Science et Religion

P. Razvan Ionescu, Faut-il parler d’une bioéthique orthodoxe ?

Bioéthique et théologie. Faut-il parler d’une bioéthique orthodoxe ?

On peut facilement constater combien la bioéthique, comme cadre de débat, a pu constituer depuis quelques décennies un lieu propice à une réflexion commune pour les théologiens de divers horizons et les représentants des différents champs du savoir scientifique ou philosophique. Nous comprenons ainsi l’enthousiasme de certains qui n’hésitent pas aujourd’hui à attribuer à la bioéthique la vertu d’une « science de frontière », capable d’une médiation entre deux modes différents d’investigation du monde, celui des sciences et celui de la théologie.[1] La bioéthique, en faisant intervenir des acteurs provenant d’horizons de compétences différents tels que biologistes, généticiens, philosophes, juristes, sociologues, et d’autres encore, sur un projet de réflexion et de dialogue avec les théologiens[2], encourage d’une façon concrète la rencontre publique entre les discours d’ordre éthique, moral, philosophique, scientifique et théologique, et nous percevons ceci comme un signe du dépassement de l’idéologie scientiste[3].
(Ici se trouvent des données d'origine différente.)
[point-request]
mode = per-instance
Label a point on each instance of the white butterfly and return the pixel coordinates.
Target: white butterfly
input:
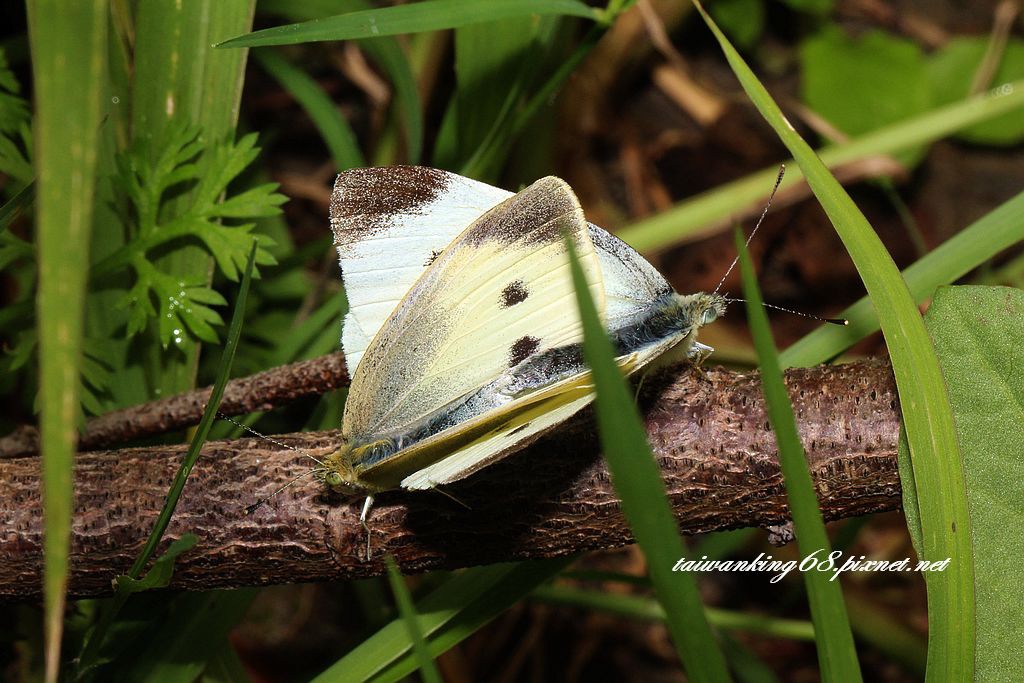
(463, 339)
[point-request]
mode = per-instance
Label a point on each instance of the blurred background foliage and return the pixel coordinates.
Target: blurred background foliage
(640, 116)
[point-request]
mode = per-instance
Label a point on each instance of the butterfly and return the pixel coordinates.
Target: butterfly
(463, 339)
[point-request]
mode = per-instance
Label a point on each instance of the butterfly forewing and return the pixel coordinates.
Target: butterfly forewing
(498, 294)
(390, 223)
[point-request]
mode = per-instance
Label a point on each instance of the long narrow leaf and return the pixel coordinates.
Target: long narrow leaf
(69, 53)
(179, 78)
(409, 614)
(385, 51)
(336, 131)
(711, 212)
(837, 654)
(451, 613)
(635, 606)
(95, 639)
(415, 17)
(927, 414)
(645, 504)
(996, 230)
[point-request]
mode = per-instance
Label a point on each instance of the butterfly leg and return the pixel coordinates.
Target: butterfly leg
(448, 495)
(367, 504)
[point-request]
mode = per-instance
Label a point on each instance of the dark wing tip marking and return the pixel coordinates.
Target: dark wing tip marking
(515, 292)
(535, 215)
(365, 200)
(433, 257)
(522, 349)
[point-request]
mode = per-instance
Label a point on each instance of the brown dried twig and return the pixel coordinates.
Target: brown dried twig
(278, 386)
(708, 429)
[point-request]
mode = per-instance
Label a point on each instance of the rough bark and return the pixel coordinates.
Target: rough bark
(708, 428)
(278, 386)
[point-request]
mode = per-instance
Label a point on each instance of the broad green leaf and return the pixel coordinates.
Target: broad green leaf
(993, 232)
(414, 17)
(863, 84)
(637, 478)
(927, 414)
(951, 72)
(69, 51)
(978, 333)
(837, 654)
(811, 6)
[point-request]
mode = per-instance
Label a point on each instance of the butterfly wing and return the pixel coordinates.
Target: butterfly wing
(390, 223)
(498, 294)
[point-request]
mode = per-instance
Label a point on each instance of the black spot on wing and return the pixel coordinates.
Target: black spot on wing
(522, 349)
(518, 429)
(433, 257)
(515, 292)
(366, 200)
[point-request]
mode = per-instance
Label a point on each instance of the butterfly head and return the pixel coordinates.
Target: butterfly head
(706, 308)
(339, 474)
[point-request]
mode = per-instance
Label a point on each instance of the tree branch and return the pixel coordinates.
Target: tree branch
(278, 386)
(708, 428)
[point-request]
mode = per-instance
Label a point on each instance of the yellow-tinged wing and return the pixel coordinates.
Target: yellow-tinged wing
(498, 295)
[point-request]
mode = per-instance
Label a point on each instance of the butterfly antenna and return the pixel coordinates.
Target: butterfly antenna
(778, 181)
(268, 438)
(832, 321)
(261, 502)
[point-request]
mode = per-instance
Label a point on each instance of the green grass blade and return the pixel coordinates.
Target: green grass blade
(95, 639)
(389, 56)
(22, 200)
(978, 333)
(640, 607)
(179, 78)
(428, 670)
(996, 230)
(177, 648)
(385, 51)
(638, 482)
(332, 126)
(415, 17)
(448, 615)
(69, 51)
(837, 654)
(927, 414)
(711, 212)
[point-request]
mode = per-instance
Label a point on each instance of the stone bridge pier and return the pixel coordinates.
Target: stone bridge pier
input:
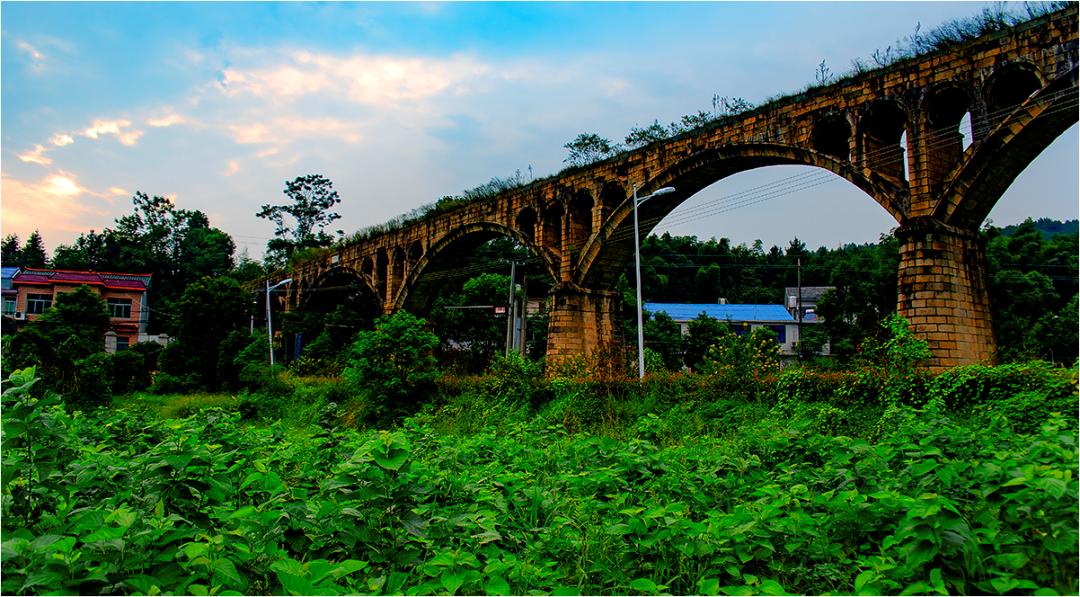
(942, 292)
(581, 320)
(935, 140)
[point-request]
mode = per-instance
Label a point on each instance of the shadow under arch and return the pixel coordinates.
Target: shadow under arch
(604, 257)
(451, 249)
(993, 163)
(326, 290)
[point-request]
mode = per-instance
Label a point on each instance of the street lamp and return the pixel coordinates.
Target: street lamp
(637, 265)
(269, 325)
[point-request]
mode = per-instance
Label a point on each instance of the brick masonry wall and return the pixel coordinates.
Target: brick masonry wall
(942, 292)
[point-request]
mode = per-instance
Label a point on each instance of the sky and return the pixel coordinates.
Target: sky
(216, 105)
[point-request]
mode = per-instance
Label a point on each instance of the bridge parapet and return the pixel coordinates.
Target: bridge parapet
(893, 132)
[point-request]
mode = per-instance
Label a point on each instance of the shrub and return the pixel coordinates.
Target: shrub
(92, 383)
(394, 363)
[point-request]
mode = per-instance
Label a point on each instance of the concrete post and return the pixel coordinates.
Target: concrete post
(942, 292)
(110, 341)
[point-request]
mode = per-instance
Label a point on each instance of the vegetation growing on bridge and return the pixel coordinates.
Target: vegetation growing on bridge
(590, 148)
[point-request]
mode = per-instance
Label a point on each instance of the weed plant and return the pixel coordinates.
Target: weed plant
(815, 483)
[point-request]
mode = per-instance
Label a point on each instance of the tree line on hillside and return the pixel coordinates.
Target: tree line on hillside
(198, 296)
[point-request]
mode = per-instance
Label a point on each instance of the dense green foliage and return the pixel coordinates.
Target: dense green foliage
(66, 342)
(394, 364)
(30, 254)
(812, 483)
(300, 225)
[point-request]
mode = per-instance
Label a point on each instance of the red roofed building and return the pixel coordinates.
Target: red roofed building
(125, 295)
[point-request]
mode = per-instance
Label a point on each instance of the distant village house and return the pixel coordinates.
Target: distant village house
(29, 293)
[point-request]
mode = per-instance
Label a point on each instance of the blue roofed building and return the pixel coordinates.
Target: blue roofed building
(742, 319)
(8, 292)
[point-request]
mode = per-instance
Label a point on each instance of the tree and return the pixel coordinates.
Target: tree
(34, 252)
(394, 363)
(10, 254)
(176, 246)
(588, 148)
(63, 343)
(207, 311)
(312, 197)
(478, 330)
(703, 331)
(663, 336)
(642, 137)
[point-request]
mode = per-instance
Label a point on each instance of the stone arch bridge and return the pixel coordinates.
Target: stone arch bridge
(1017, 87)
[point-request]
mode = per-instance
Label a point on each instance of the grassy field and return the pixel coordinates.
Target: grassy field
(808, 483)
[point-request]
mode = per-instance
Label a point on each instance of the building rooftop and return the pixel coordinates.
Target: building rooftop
(7, 273)
(685, 312)
(108, 280)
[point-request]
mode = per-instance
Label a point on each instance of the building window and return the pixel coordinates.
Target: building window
(120, 308)
(781, 331)
(38, 303)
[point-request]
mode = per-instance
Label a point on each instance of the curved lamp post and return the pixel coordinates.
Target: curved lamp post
(637, 265)
(269, 324)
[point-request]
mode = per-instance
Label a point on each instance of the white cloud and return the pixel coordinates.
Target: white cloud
(56, 205)
(30, 51)
(117, 127)
(36, 155)
(166, 121)
(383, 81)
(284, 130)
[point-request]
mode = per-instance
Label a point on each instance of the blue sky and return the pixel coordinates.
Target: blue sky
(216, 105)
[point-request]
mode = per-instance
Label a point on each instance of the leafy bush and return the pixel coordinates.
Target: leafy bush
(394, 363)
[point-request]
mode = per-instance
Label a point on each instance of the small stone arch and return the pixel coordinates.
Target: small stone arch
(397, 269)
(832, 135)
(944, 107)
(526, 222)
(415, 252)
(612, 194)
(580, 218)
(381, 273)
(1009, 85)
(882, 129)
(552, 230)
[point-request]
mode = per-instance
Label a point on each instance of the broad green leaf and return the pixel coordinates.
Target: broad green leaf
(497, 585)
(709, 586)
(451, 581)
(225, 569)
(772, 587)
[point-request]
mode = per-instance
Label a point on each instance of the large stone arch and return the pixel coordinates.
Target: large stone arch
(416, 292)
(603, 258)
(990, 165)
(325, 290)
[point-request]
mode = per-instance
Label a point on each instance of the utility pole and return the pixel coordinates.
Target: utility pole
(511, 306)
(798, 306)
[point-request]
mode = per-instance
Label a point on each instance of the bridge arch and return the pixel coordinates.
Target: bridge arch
(990, 165)
(881, 131)
(325, 290)
(604, 256)
(1011, 83)
(417, 290)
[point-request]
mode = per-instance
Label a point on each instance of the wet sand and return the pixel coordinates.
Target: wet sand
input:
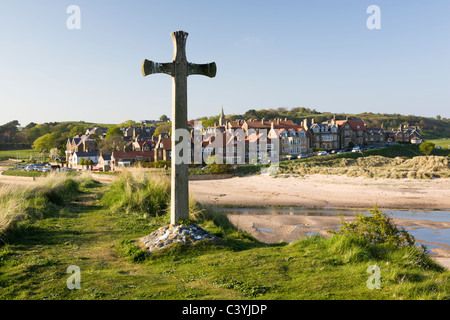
(323, 192)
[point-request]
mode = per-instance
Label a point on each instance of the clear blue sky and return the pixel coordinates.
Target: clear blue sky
(269, 54)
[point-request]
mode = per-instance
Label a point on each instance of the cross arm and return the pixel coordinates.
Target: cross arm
(150, 67)
(207, 69)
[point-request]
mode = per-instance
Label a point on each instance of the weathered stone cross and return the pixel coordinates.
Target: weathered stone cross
(179, 69)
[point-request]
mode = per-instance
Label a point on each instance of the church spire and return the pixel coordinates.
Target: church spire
(221, 118)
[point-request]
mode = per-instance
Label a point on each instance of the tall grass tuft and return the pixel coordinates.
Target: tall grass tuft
(139, 192)
(18, 203)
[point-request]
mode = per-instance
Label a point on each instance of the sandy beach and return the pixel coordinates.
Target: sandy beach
(323, 191)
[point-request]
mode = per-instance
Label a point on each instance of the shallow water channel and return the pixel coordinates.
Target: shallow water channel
(440, 236)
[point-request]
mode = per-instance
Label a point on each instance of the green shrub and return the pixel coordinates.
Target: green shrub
(217, 168)
(377, 228)
(138, 192)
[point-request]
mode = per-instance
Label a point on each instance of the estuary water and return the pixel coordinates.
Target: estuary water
(440, 235)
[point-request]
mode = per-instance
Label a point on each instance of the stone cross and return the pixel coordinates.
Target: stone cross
(179, 69)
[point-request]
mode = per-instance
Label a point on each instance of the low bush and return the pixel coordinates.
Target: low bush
(376, 228)
(138, 192)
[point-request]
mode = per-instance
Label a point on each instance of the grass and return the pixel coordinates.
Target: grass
(18, 154)
(397, 161)
(444, 143)
(20, 173)
(87, 231)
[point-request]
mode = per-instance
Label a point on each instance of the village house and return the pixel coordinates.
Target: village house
(128, 158)
(78, 156)
(407, 133)
(352, 130)
(375, 135)
(132, 133)
(294, 141)
(144, 144)
(104, 161)
(163, 148)
(79, 144)
(325, 135)
(99, 131)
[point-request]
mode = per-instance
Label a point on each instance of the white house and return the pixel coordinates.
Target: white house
(77, 156)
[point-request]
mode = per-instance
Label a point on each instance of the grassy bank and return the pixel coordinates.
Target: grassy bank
(96, 230)
(20, 173)
(20, 205)
(18, 154)
(398, 161)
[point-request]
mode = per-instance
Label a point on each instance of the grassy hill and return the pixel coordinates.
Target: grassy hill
(75, 221)
(431, 128)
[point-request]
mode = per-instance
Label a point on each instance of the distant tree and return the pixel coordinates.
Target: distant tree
(128, 123)
(54, 153)
(114, 131)
(46, 142)
(165, 127)
(210, 122)
(30, 125)
(427, 147)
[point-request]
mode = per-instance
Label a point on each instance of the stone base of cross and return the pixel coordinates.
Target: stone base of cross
(179, 69)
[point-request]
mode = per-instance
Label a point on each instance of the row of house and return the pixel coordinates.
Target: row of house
(147, 150)
(241, 140)
(333, 134)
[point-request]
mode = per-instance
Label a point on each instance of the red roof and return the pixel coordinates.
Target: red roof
(133, 154)
(354, 123)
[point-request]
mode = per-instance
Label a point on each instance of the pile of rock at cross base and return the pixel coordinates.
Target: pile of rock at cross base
(169, 234)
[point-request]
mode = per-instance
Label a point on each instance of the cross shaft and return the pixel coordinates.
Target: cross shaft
(179, 69)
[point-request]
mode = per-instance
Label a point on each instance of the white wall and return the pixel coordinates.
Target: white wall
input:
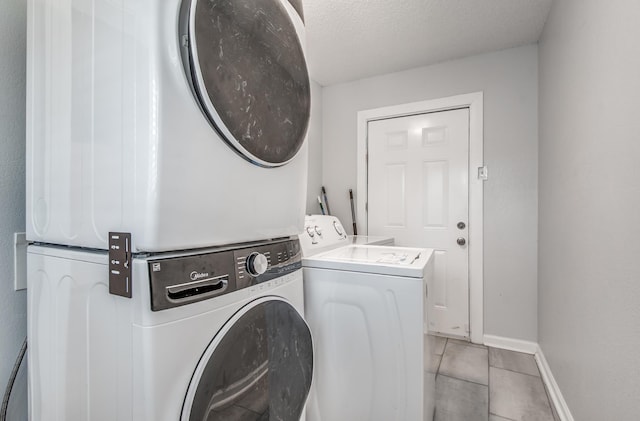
(314, 137)
(13, 305)
(509, 80)
(589, 229)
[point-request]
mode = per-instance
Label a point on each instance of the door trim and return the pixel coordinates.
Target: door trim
(474, 102)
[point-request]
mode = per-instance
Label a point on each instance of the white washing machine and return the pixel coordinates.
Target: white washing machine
(212, 336)
(365, 305)
(171, 120)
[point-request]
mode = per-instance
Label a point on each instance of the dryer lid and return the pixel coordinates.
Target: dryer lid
(258, 367)
(249, 74)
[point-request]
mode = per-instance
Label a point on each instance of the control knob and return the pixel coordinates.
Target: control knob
(257, 264)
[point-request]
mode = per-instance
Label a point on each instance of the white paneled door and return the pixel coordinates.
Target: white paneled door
(418, 192)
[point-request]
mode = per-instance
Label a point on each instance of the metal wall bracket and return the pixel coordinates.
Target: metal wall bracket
(120, 264)
(483, 173)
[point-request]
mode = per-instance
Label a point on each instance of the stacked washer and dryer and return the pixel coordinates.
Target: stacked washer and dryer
(166, 183)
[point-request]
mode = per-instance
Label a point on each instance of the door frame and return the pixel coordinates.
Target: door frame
(474, 102)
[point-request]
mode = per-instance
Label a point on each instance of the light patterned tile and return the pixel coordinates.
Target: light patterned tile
(514, 361)
(497, 418)
(435, 343)
(463, 342)
(458, 400)
(518, 396)
(465, 362)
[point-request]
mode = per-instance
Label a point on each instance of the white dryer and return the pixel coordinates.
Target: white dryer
(173, 120)
(365, 305)
(212, 336)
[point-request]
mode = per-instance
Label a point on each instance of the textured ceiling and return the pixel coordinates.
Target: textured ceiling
(353, 39)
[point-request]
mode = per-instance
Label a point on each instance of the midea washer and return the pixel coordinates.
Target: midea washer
(217, 335)
(173, 120)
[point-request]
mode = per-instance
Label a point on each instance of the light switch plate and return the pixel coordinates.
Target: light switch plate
(19, 261)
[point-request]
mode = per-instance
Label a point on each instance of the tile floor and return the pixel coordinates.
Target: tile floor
(479, 383)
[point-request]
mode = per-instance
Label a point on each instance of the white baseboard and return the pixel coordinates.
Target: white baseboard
(510, 344)
(554, 390)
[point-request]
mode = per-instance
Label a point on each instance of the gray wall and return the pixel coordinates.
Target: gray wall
(314, 136)
(509, 80)
(13, 305)
(589, 229)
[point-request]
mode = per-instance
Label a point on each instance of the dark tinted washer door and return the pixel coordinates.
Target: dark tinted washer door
(250, 76)
(259, 367)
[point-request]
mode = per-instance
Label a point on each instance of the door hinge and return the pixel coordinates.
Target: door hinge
(483, 173)
(120, 264)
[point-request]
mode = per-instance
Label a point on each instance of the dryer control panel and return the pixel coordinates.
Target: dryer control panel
(188, 279)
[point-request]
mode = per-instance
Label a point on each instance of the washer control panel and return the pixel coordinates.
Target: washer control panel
(183, 280)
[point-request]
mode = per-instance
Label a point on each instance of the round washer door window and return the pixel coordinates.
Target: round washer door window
(258, 367)
(249, 74)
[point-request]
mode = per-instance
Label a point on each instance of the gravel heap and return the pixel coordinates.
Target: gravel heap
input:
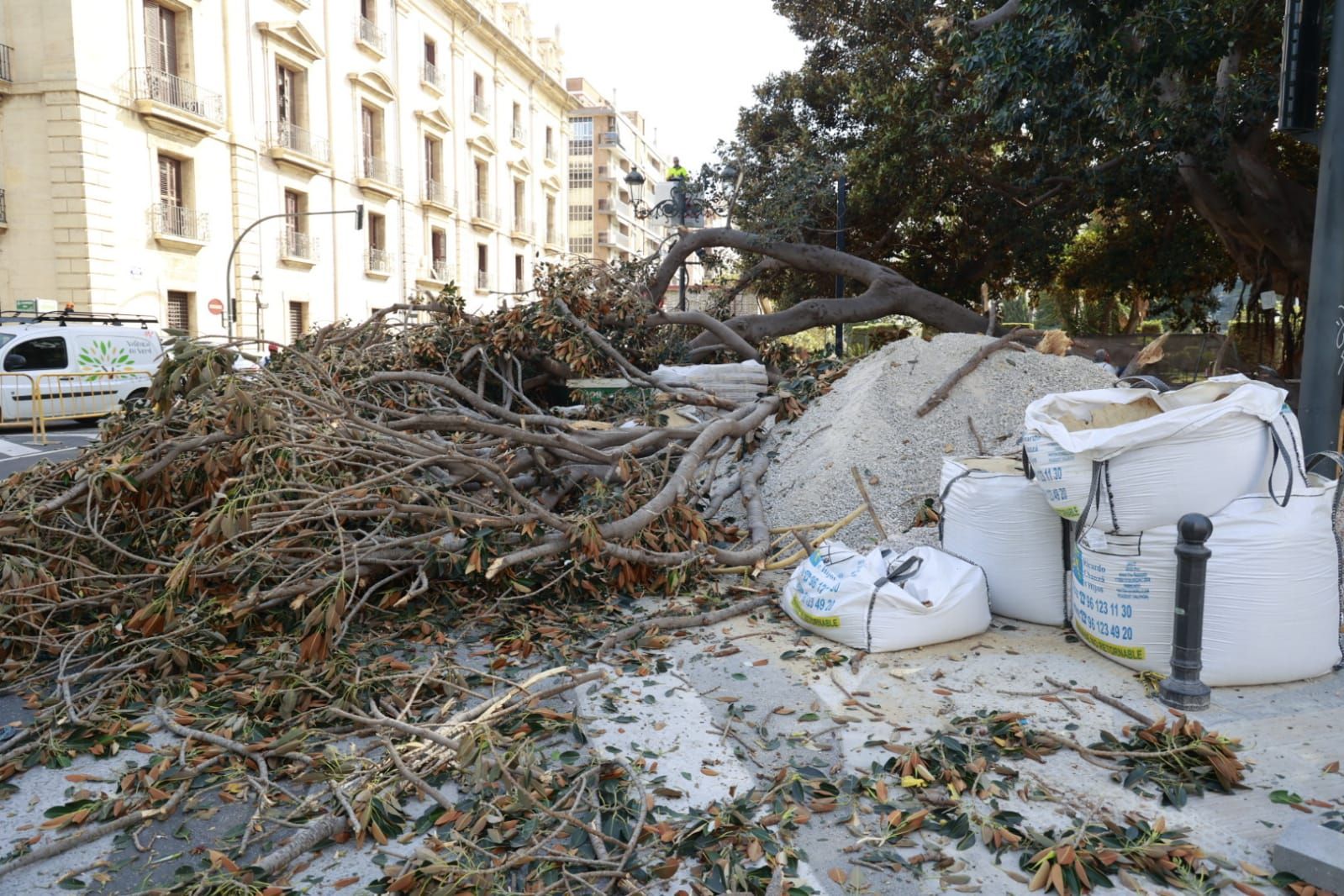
(868, 421)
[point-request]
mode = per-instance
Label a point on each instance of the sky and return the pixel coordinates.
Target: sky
(688, 70)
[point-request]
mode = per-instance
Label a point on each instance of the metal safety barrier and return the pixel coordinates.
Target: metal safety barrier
(16, 401)
(71, 397)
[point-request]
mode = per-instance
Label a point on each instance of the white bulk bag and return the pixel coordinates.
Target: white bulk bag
(1272, 601)
(996, 518)
(883, 601)
(1196, 451)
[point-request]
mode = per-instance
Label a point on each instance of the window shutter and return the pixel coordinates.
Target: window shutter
(154, 34)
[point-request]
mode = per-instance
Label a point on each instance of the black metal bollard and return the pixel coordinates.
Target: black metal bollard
(1183, 689)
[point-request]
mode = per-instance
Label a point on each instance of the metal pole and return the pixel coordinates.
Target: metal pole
(841, 198)
(1319, 408)
(1183, 689)
(230, 305)
(682, 211)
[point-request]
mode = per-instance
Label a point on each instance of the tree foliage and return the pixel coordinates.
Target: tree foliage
(985, 145)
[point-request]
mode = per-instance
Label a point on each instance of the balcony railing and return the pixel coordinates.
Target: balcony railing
(486, 211)
(378, 261)
(294, 244)
(368, 33)
(437, 191)
(381, 170)
(171, 90)
(285, 134)
(175, 220)
(613, 238)
(432, 76)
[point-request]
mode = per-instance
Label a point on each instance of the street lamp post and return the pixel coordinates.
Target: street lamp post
(230, 303)
(675, 208)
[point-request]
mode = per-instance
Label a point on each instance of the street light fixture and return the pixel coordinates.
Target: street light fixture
(677, 207)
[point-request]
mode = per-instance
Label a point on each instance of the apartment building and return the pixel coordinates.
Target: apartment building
(139, 139)
(605, 144)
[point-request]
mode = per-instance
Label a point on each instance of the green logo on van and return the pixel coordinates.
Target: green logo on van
(103, 356)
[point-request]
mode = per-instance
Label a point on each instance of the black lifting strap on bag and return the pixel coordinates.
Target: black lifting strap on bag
(901, 574)
(1288, 461)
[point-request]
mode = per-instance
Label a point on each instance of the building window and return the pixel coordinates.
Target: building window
(581, 175)
(581, 143)
(161, 38)
(439, 253)
(482, 188)
(378, 261)
(179, 310)
(435, 187)
(479, 107)
(298, 320)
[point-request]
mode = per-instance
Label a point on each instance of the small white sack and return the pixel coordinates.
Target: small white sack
(1206, 448)
(996, 518)
(851, 598)
(1272, 599)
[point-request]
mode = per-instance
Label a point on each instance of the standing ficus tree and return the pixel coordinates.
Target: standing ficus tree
(982, 141)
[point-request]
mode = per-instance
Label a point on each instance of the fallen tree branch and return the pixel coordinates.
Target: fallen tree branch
(940, 394)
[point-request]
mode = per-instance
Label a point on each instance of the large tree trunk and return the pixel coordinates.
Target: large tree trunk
(888, 292)
(1268, 227)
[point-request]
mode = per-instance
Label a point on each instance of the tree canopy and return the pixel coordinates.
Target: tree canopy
(1036, 145)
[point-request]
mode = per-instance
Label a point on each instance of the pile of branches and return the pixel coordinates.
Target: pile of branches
(242, 548)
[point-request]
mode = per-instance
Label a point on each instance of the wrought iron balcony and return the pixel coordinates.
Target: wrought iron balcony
(432, 76)
(370, 34)
(163, 90)
(378, 175)
(175, 224)
(287, 137)
(298, 245)
(378, 261)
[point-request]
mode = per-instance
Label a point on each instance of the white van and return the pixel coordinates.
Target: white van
(74, 363)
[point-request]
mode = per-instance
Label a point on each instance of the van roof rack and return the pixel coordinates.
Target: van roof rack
(74, 317)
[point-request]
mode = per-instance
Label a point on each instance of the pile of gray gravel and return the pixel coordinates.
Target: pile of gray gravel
(868, 421)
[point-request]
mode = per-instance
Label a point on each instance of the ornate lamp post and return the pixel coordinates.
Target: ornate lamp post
(677, 207)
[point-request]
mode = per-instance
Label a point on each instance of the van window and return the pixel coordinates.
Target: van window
(46, 354)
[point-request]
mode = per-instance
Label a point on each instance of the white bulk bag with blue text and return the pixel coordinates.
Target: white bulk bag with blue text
(888, 601)
(996, 518)
(1194, 451)
(1272, 599)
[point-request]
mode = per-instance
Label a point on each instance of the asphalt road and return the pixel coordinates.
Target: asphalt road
(18, 451)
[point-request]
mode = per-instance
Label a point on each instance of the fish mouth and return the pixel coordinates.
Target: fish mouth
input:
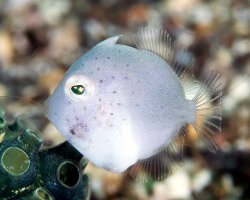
(46, 105)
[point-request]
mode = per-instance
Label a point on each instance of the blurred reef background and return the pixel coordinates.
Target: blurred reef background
(39, 40)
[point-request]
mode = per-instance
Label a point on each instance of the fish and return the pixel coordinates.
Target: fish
(128, 107)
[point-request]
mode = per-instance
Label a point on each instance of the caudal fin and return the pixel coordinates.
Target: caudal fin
(208, 110)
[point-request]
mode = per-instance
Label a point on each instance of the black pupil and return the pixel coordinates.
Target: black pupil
(78, 89)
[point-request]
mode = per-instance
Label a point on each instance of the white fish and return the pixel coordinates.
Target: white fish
(126, 107)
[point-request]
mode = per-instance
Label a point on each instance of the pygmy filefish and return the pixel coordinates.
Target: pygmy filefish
(124, 107)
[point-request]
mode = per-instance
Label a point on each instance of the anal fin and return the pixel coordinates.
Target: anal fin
(158, 166)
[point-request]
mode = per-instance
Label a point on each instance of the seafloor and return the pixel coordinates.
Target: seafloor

La réflexion bioéthique se veut le resultat d’une analyse pluridisciplinaire, dont la rigueur évoque en général celle d’une démarche scientifique. Cette exigence est compréhensible si nous tenons compte des habitudes professionnelles des scientifiques. La bioéthique relève pour eux d’une science qui s’occupe de valeurs morales[4] ou d’un champ de recherche philosophique, dans lesquels on intervient avec le formalisme propre à la réflexion éthique, engendrant ainsi des repères d’ordre descriptif ou prescriptif régissant le comportement des professionnels des sciences de la vie. Par sa méthode, par ses concepts et ses principes, la bioéthique veut appartenir, au moins dans son intention première, à une démarche d’ordre philosophique (en tant que branche de l’éthique), voire scientifique.

Quels rapports peut-on par conséquent imaginer entre bioéthique et théologie? Peut-on parler, et dans quelles conditions, d’une « bioéthique orthodoxe » [5] ?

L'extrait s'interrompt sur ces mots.